The cat command (concatenate) is a core Unix utility for reading files sequentially and writing their contents to standard output. It excels at quick file inspection, merging multiple files, and feeding data into pipelines.

Basic usage: cat file.txt prints a file's content. For concatenation: cat file1.txt file2.txt > combined.txt merges files. It processes files in order, reading from stdin if no files are given or if - is specified.

Options enhance visibility: -n numbers lines, -A shows all non-printing characters, tabs as ^I, and line ends as $. Suppress blank lines with -s.
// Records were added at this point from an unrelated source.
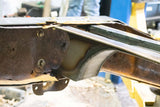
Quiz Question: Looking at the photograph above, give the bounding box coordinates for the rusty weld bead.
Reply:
[37,59,46,68]
[37,30,44,37]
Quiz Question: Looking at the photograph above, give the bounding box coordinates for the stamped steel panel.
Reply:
[0,27,69,81]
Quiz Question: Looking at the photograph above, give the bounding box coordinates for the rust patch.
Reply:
[0,27,70,81]
[102,52,160,87]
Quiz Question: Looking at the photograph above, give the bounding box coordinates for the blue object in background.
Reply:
[110,0,131,24]
[110,75,122,84]
[98,72,106,78]
[109,0,132,84]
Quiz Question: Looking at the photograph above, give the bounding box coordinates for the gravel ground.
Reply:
[0,77,138,107]
[114,82,138,107]
[19,77,121,107]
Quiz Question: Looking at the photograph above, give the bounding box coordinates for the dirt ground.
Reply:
[0,77,138,107]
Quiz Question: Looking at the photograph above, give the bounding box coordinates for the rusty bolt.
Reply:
[37,59,46,68]
[37,30,44,37]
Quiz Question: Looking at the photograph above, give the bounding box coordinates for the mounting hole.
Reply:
[37,30,44,37]
[35,86,38,90]
[65,80,68,84]
[43,82,47,86]
[37,59,46,68]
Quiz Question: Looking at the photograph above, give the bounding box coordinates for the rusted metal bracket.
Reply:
[0,24,70,95]
[32,69,69,95]
[32,77,69,95]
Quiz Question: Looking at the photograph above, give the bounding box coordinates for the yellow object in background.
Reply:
[129,2,147,33]
[123,2,156,107]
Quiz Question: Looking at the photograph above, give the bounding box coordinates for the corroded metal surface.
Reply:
[0,27,69,81]
[104,23,152,39]
[1,16,160,92]
[90,25,160,51]
[53,25,160,64]
[53,24,160,88]
[102,52,160,87]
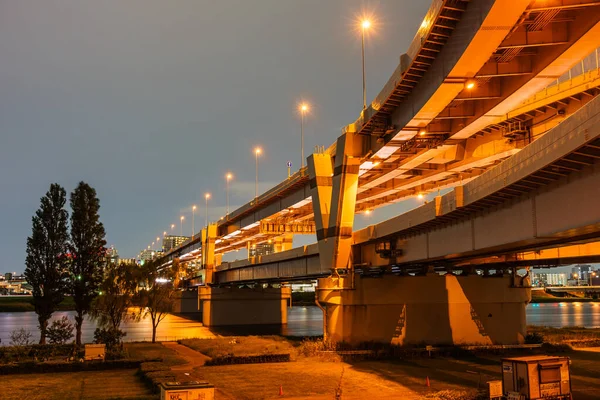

Ideal for scripts and pipes, e.g., cat data.txt | sort | uniq.

Though simple, cat is ubiquitous in shell scripting for input/output manipulation. Avoid for very large files without redirection or piping to pagers like less, as it dumps everything at once. Supports text and binary files but may garble terminals with binaries.

CAVEATS

Binary files may corrupt terminal display; use hexdump or xxd. No built-in paging for large files—pipe to less. Processes entire files sequentially without seeking.

COMMON EXAMPLES

cat file.txt: View file.
cat *.log > all_logs.txt: Concatenate.
cat -n script.sh: Number lines.
cat -A config: Reveal hidden chars.

HISTORY

Originated in 1971 for first Edition Unix by Ken Thompson at Bell Labs. Core POSIX utility, evolved in GNU coreutils with enhanced options.